The Phoenix Project (Gene Kim, Kevin Behr, George Spafford) – This is an interesting one, a business novel in the tradition of The Goal. I’ll be honest: it took multiple tries for me to get into it. It was recommended to me so many times, and being somewhat familiar with the theory of constraints and much of the reference material, I wanted to like it. But it just didn’t hold my attention.

That all changed when I tried listening to it as an audiobook. Instead of being annoyed by the storytelling contrivances, I was able to enjoy it as a parable, and surprisingly, I find myself thinking of it often. It’s a great primer on how to identify bottlenecks in IT processes, how to manage work in progress, etc.
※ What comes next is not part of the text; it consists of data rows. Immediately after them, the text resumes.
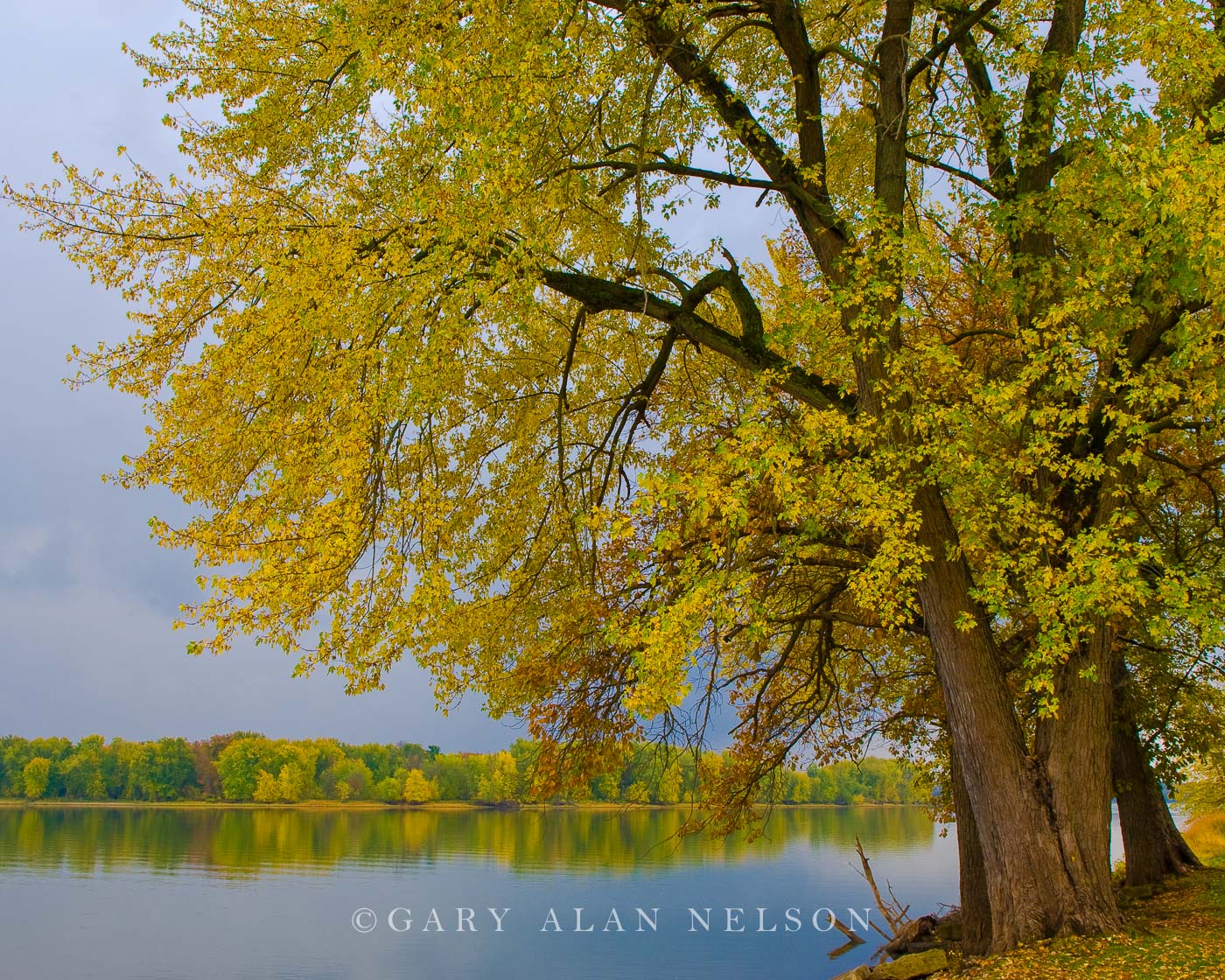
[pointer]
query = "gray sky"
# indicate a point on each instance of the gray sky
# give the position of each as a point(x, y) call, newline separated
point(86, 598)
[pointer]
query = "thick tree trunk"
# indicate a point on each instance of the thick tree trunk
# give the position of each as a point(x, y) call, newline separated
point(1074, 750)
point(1152, 843)
point(1038, 881)
point(976, 902)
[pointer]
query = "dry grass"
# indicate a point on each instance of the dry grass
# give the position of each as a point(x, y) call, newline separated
point(1206, 836)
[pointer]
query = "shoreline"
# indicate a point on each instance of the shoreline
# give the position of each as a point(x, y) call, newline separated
point(358, 805)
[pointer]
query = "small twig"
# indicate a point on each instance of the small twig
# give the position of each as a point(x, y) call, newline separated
point(892, 913)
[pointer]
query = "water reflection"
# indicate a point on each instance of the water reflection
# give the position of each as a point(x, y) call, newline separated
point(259, 842)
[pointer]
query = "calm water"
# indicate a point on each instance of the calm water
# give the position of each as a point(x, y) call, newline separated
point(126, 894)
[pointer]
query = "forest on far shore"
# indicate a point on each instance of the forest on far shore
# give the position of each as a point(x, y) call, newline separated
point(247, 766)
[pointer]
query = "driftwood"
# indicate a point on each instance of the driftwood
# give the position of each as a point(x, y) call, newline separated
point(893, 912)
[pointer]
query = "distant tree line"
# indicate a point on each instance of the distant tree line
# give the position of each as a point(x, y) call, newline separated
point(245, 766)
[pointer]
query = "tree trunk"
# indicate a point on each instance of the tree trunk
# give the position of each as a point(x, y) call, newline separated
point(976, 902)
point(1038, 882)
point(1152, 843)
point(1074, 750)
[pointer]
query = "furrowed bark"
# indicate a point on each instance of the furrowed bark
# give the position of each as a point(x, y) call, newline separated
point(1152, 843)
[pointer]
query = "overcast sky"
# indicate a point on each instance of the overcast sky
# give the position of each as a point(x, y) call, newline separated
point(86, 598)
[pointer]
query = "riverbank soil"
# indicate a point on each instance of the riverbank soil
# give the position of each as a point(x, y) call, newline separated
point(1176, 934)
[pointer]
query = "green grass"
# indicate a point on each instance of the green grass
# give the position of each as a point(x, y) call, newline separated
point(1178, 934)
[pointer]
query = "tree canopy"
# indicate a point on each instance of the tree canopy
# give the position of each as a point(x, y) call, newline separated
point(420, 342)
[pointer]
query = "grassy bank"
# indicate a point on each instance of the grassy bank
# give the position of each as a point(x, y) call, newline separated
point(1178, 934)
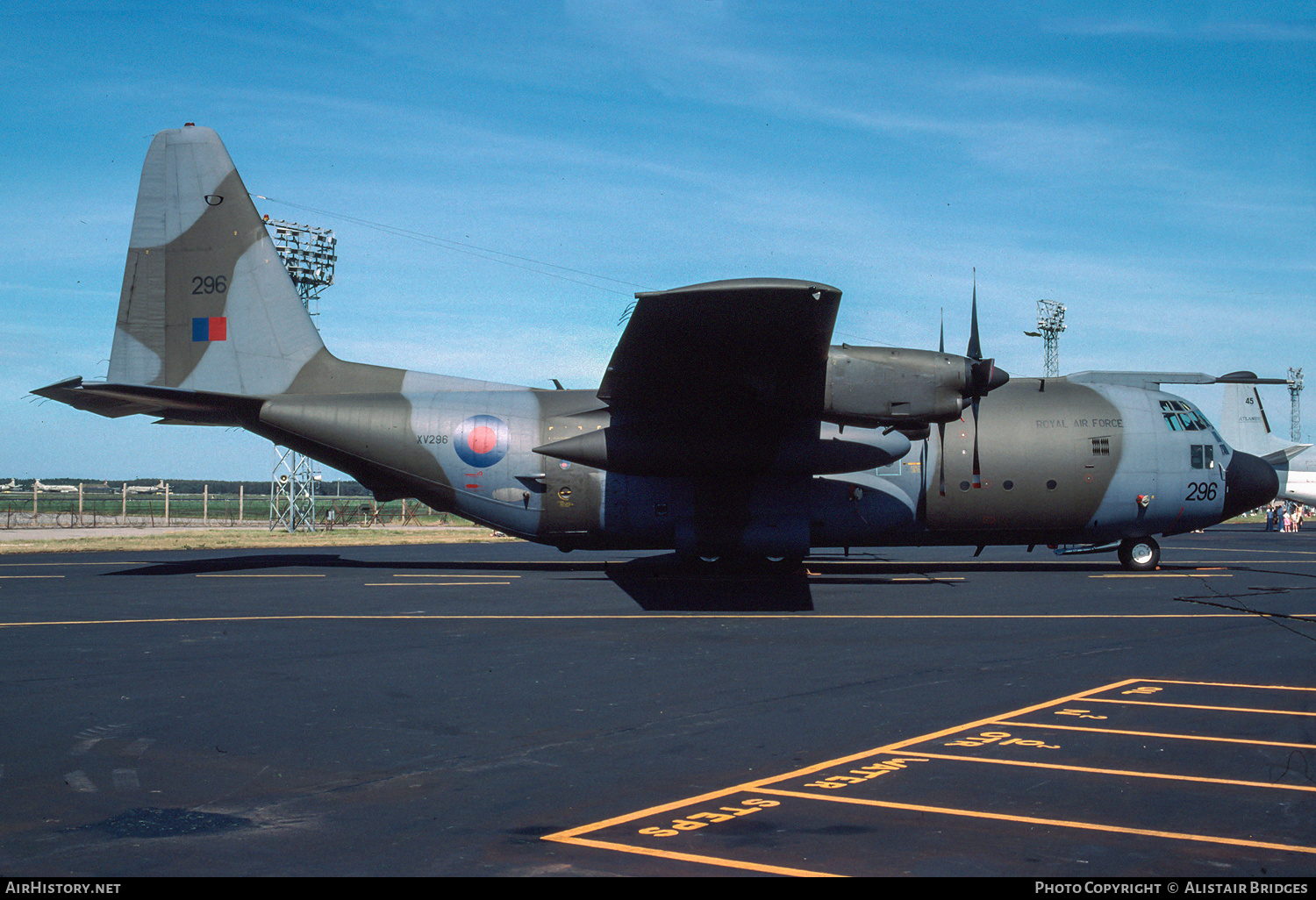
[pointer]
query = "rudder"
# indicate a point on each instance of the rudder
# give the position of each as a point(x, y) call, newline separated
point(207, 303)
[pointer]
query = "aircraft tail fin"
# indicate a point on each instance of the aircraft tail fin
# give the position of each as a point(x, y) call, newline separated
point(207, 303)
point(1245, 426)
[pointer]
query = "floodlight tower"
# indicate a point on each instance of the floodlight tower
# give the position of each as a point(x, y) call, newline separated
point(310, 254)
point(1050, 323)
point(1295, 389)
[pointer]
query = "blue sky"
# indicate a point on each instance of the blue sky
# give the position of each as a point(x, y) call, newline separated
point(1152, 168)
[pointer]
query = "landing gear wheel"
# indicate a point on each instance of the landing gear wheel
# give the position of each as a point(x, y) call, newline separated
point(1140, 554)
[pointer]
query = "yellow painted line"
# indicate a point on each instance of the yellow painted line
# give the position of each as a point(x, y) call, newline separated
point(1257, 687)
point(429, 583)
point(1160, 734)
point(760, 784)
point(1194, 705)
point(260, 575)
point(691, 857)
point(115, 562)
point(1119, 771)
point(929, 579)
point(637, 616)
point(1050, 823)
point(1158, 575)
point(462, 575)
point(1300, 553)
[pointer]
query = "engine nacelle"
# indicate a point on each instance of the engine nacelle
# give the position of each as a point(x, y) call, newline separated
point(902, 387)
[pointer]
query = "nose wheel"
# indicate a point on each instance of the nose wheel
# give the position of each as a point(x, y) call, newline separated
point(1140, 554)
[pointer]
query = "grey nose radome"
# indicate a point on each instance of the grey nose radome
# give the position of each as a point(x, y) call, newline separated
point(1249, 483)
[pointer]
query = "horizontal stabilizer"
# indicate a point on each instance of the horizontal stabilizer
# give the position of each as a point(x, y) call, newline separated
point(1153, 381)
point(1281, 457)
point(178, 405)
point(629, 452)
If you’re involved in managing any type of software efforts, you should check it out.

Why We Sleep

Why We Sleep (Matthew Walker) – Okay, you don’t actually need to read this. You just need to prioritize sleeping more. However, if you’re anything like me, that’s easier said than done. There’s always some good-seeming reason to stay up late or get up early. It turns out sleep is more important than we thought, and improving your sleep hygiene is urgent. In this book, Walker makes a persuasive argument that we are experiencing an epidemic of sleep loss that he calls “the greatest public health challenge we face in the 21st century.”

EDIT: I should note that this book has been criticized for overstating the case and making claims about sleep that aren’t true. So I advise reading with a skeptical eye, which actually holds true for most pop-sci books in my opinion.

My own sleep journey is still ongoing, but regardless of this book’s flaws, I am starting to believe that the single best tactic you can use to improve your decision-making and productivity at work is simply to get a good night’s sleep, every night. Not exciting but true, it seems.

Our backlog of reading in 2020 is growing by the day, but we’re always happy to talk books. Please share any recommendations or books you’re looking forward to reading.